27.02.2024 | Wahl des Versorgers auch für Kleinverbraucher
Der Bundesrat startet in diesem Jahr einen neuen Anlauf für ein Stromabkommen mit der EU. Aus Sicht der EU ist die vollständige Marktöffnung in der Schweiz eine zentrale Voraussetzung für das Zustandekommen eines Abkommens. Kritiker befürchten, dass die vollständige Marktöffnung den Schutz von Kleinverbrauchern gefährdet. Die zusätzliche Wahlfreiheit würde aber geradezu das Gegenteil bewirken. Eine Einschätzung.
Der Bundesrat hat am 15. Dezember 2023 den Entwurf seines Verhandlungsmandats für ein Stromabkommen veröffentlicht. Das Stromabkommen soll die Einbindung der Schweiz in den europäischen Strombinnenmarkt sicherstellen, was die Versorgungssicherheit entscheidend stärken würde. Für diese Einbindung verlangt die EU als «conditio-sine-qua-non», dass die Schweiz den Strommarkt für alle Endverbraucher öffnet. Der Bundesrat sieht die vollständige Marktöffnung in seinen Verhandlungsleitlinien vor, möchte diese aber, in Einklang mit den EU-Bestimmungen, durch eine freiwillige Grundversorgung flankieren. Konsumenten könnten also zukünftig weiterhin in der Grundversorgung verbleiben, wenn sie sich nicht explizit für einen anderen Versorger entscheiden. Offen ist dabei, wie die zukünftige Grundversorgung im Detail ausgestaltet würde. Kritiker befürchten, dass die vollständige Marktöffnung zu weniger Schutz für Kleinverbraucher führt.
Auch wenn der Begriff vielleicht etwas anderes suggeriert, bietet die heutige Kostenregulierung nur wenig Schutz für Endverbraucher. Die Grundversorger verrechnen den Konsumenten zwar ihre Kosten weiter, das sagt aber nichts darüber aus, wie hoch diese Kosten ausfallen. Beschafft ein Versorger beispielsweise den Strom zum Zeitpunkt hoher Marktpreise, so werden die entsprechenden Kosten ebenfalls vollständig den gebundenen Verbrauchern weitergegeben. Die teilweise massiv angestiegenen Stromtarife in der Grundversorgung im letzten Jahr zeigen dies sehr eindrücklich. Selbst wenn Stromversorger die Gestehungskosten eigener Produktionsanlagen in die Grundversorgung einrechnen, bietet dies nicht per se einen Schutz. Das entlastet die Konsumenten zwar bei sehr hohen Marktpreisen, führt bei tiefen Marktpreisen aber wiederum zu einer höheren Belastung. Gemäss Bund werden zudem im schweizweiten Durchschnitt nur rund ein Drittel des Stromabsatzes in der Grundversorgung mit Gestehungskosten gedeckt, u.a. da viele Versorger gar keine eigenen Produktionsanlagen besitzen und da die Schweiz im Winter auf Stromimporte angewiesen ist.
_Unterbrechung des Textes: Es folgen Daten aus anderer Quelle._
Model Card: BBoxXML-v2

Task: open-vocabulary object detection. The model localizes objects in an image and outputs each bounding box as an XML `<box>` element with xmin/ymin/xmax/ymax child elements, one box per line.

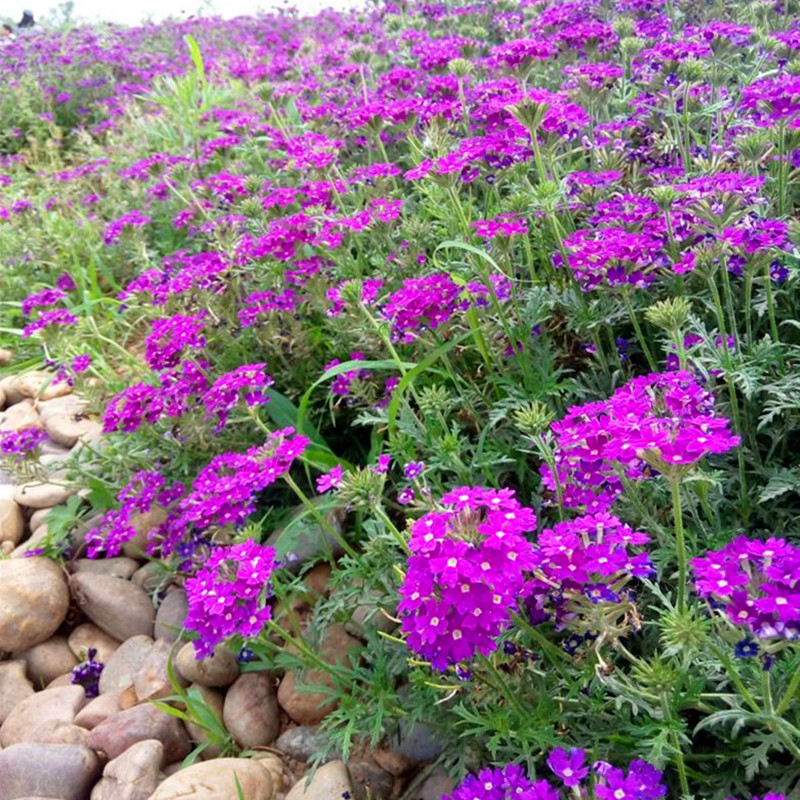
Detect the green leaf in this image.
<box><xmin>386</xmin><ymin>331</ymin><xmax>472</xmax><ymax>438</ymax></box>
<box><xmin>183</xmin><ymin>33</ymin><xmax>208</xmax><ymax>91</ymax></box>
<box><xmin>86</xmin><ymin>478</ymin><xmax>117</xmax><ymax>510</ymax></box>
<box><xmin>758</xmin><ymin>469</ymin><xmax>800</xmax><ymax>503</ymax></box>
<box><xmin>297</xmin><ymin>359</ymin><xmax>416</xmax><ymax>436</ymax></box>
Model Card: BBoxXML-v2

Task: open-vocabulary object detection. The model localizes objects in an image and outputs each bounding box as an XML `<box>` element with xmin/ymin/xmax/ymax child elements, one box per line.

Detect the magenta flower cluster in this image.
<box><xmin>398</xmin><ymin>486</ymin><xmax>536</xmax><ymax>670</ymax></box>
<box><xmin>86</xmin><ymin>470</ymin><xmax>172</xmax><ymax>558</ymax></box>
<box><xmin>542</xmin><ymin>371</ymin><xmax>739</xmax><ymax>511</ymax></box>
<box><xmin>442</xmin><ymin>747</ymin><xmax>664</xmax><ymax>800</ymax></box>
<box><xmin>184</xmin><ymin>540</ymin><xmax>275</xmax><ymax>659</ymax></box>
<box><xmin>692</xmin><ymin>536</ymin><xmax>800</xmax><ymax>641</ymax></box>
<box><xmin>525</xmin><ymin>512</ymin><xmax>655</xmax><ymax>633</ymax></box>
<box><xmin>0</xmin><ymin>427</ymin><xmax>47</xmax><ymax>459</ymax></box>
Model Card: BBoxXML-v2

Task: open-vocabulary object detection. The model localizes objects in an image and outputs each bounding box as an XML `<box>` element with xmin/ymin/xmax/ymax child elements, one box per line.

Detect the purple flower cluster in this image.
<box><xmin>184</xmin><ymin>540</ymin><xmax>275</xmax><ymax>659</ymax></box>
<box><xmin>553</xmin><ymin>227</ymin><xmax>663</xmax><ymax>291</ymax></box>
<box><xmin>442</xmin><ymin>747</ymin><xmax>664</xmax><ymax>800</ymax></box>
<box><xmin>525</xmin><ymin>512</ymin><xmax>655</xmax><ymax>633</ymax></box>
<box><xmin>22</xmin><ymin>289</ymin><xmax>67</xmax><ymax>317</ymax></box>
<box><xmin>22</xmin><ymin>308</ymin><xmax>78</xmax><ymax>339</ymax></box>
<box><xmin>69</xmin><ymin>647</ymin><xmax>105</xmax><ymax>698</ymax></box>
<box><xmin>103</xmin><ymin>208</ymin><xmax>152</xmax><ymax>245</ymax></box>
<box><xmin>175</xmin><ymin>428</ymin><xmax>310</xmax><ymax>530</ymax></box>
<box><xmin>201</xmin><ymin>364</ymin><xmax>275</xmax><ymax>430</ymax></box>
<box><xmin>0</xmin><ymin>427</ymin><xmax>47</xmax><ymax>459</ymax></box>
<box><xmin>692</xmin><ymin>536</ymin><xmax>800</xmax><ymax>641</ymax></box>
<box><xmin>145</xmin><ymin>312</ymin><xmax>206</xmax><ymax>370</ymax></box>
<box><xmin>398</xmin><ymin>486</ymin><xmax>536</xmax><ymax>670</ymax></box>
<box><xmin>86</xmin><ymin>470</ymin><xmax>174</xmax><ymax>558</ymax></box>
<box><xmin>542</xmin><ymin>371</ymin><xmax>739</xmax><ymax>511</ymax></box>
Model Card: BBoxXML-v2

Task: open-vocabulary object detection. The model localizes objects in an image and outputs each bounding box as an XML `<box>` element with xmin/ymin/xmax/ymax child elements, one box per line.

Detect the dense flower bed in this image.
<box><xmin>0</xmin><ymin>0</ymin><xmax>800</xmax><ymax>800</ymax></box>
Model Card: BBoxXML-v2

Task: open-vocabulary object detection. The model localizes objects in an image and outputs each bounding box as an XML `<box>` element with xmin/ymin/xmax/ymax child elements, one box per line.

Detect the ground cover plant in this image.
<box><xmin>0</xmin><ymin>0</ymin><xmax>800</xmax><ymax>800</ymax></box>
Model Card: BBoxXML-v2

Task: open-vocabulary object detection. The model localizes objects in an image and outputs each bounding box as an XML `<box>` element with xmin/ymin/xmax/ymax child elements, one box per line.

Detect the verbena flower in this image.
<box><xmin>22</xmin><ymin>308</ymin><xmax>78</xmax><ymax>339</ymax></box>
<box><xmin>0</xmin><ymin>427</ymin><xmax>47</xmax><ymax>459</ymax></box>
<box><xmin>69</xmin><ymin>647</ymin><xmax>105</xmax><ymax>698</ymax></box>
<box><xmin>692</xmin><ymin>536</ymin><xmax>800</xmax><ymax>641</ymax></box>
<box><xmin>442</xmin><ymin>748</ymin><xmax>664</xmax><ymax>800</ymax></box>
<box><xmin>542</xmin><ymin>371</ymin><xmax>739</xmax><ymax>511</ymax></box>
<box><xmin>525</xmin><ymin>512</ymin><xmax>655</xmax><ymax>640</ymax></box>
<box><xmin>174</xmin><ymin>428</ymin><xmax>310</xmax><ymax>531</ymax></box>
<box><xmin>184</xmin><ymin>540</ymin><xmax>275</xmax><ymax>659</ymax></box>
<box><xmin>145</xmin><ymin>312</ymin><xmax>206</xmax><ymax>370</ymax></box>
<box><xmin>398</xmin><ymin>487</ymin><xmax>536</xmax><ymax>670</ymax></box>
<box><xmin>86</xmin><ymin>470</ymin><xmax>171</xmax><ymax>558</ymax></box>
<box><xmin>22</xmin><ymin>289</ymin><xmax>67</xmax><ymax>316</ymax></box>
<box><xmin>200</xmin><ymin>364</ymin><xmax>275</xmax><ymax>430</ymax></box>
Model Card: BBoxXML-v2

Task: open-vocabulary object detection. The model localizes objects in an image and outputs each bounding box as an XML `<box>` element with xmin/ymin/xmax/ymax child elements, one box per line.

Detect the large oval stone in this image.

Kritiker bemängeln, dass eine Marktöffnung bei einem homogenen und essenziellen Gut wie Strom wenig Nutzen bringe. Für diese Behauptung gibt es jedoch viele Gegenbeispiele, u.a.:
Konsumenten wären nicht mehr vom lokalen Grundversoger abhängig, sondern können bei Unzufriedenheit, z.B. bezüglich dessen Beschaffungsstrategie, Tarifhöhe oder Kundenservice, wechseln.
Konsumenten erhalten mehr Wahlfreiheit bezüglich ihrer Stromqualität (z.B. inländischer statt ausländischen erneuerbaren Stroms). Umgekehrt können lokale Stromprodukte besser vermarktet werden.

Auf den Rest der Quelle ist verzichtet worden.